Opinión
Días de coronavirus
Disculpen la (triste) guasa. Lo peor del sanchismo, descontada su afinidad con golpistas y retrógrados, es la consagración de James Rhodes como pianista de cámara. No por inútil, que también, sino porque resulta directamente fascista lo de tener un muermo a la pianola para abanicar al líder. Otra indeseable consecuencia de la pandemia, más allá de la ruina y los muertos, son los infinitos libros de artículos dedicados a contar el encierro, confinados los escribas como todos mientras el Covid-19 desgarraba vísceras. Pero como en todo o casi todo hay excepciones. Libros que iluminan lo indecible, cartas de navegación para tiempos oscuros, invitaciones a la inteligencia y a la serenidad cuando menos lo esperas. En el caso que nos ocupa ninguno más rutilante y necesario que «Días de coronavirus». Lo ha escrito Jorge Ferrer, escritor cubano en barcelona, barcelonés y universal, traductor de Vasili Grossman y Svetlana Alexievich, entre otros, periodista insuperable y aquí cronista de la enfermedad zoonótica que vino para enterrarnos.
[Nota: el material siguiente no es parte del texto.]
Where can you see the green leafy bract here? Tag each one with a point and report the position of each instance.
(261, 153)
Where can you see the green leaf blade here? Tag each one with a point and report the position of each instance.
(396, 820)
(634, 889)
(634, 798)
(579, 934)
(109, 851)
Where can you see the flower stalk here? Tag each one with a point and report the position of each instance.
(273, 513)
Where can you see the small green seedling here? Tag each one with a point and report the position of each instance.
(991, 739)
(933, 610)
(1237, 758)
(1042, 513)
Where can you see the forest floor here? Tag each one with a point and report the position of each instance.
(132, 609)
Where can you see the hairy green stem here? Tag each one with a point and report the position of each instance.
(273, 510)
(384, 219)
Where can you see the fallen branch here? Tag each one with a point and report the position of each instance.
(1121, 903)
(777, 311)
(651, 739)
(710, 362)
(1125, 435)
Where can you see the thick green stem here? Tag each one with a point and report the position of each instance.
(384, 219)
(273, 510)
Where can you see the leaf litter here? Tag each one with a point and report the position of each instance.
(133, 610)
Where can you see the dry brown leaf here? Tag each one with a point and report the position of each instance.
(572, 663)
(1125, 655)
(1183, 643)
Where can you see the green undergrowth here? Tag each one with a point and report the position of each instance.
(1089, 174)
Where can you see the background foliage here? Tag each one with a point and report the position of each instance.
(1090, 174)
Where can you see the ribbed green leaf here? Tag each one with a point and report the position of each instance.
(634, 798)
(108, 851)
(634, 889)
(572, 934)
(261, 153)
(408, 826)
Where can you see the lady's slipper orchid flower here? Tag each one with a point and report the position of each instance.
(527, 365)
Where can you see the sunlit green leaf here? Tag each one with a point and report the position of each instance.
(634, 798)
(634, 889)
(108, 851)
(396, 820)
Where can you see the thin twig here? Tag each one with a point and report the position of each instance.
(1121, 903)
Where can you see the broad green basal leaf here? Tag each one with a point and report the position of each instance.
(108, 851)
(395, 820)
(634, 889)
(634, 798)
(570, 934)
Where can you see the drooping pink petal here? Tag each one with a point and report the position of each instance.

A diferencia de todos los filósofos del apocalípsis, empeñados en que el virus acabe con el mundo pero no del todo, o sea, sólo en la medida en que les permita seguir vendiendo libros y colocando conferencias, Ferrer no ejerce de agorero ni apuesta por distopías antiilustradas. Se pregunta por el hoy y el mañana de una humanidad aturdida por la incertidumbre, comparte su dolor y sintoniza con el miedo que nos atenaza a todos. Va de lo particular y lo íntimo a lo universal sin cartonajes retóricos ni morralla pseudoexistencial. Destila un lirismo sin subrayados, un humanismo enemistado con la grandilocuencia y una fascinación sin atenuantes por la inteligencia, la gran literatura, las mejores comidas y alcoholes, la amistad, el erotismo y la libertad. Empiezas el diario con el coronavirus y acabas deslumbrado por la compasión tan cálida y la feroz poesía que destila este Montaigne del siglo XXI. Un libro importante, uno de los destacados de 2020, un escritor electrizante, de los que parece hablarte a ti solo con la calidez y la confianza de un amigo largamente extrañado y, por encima de todo, un hombre formidable, comprometido en todas las batallas que merecen la pena.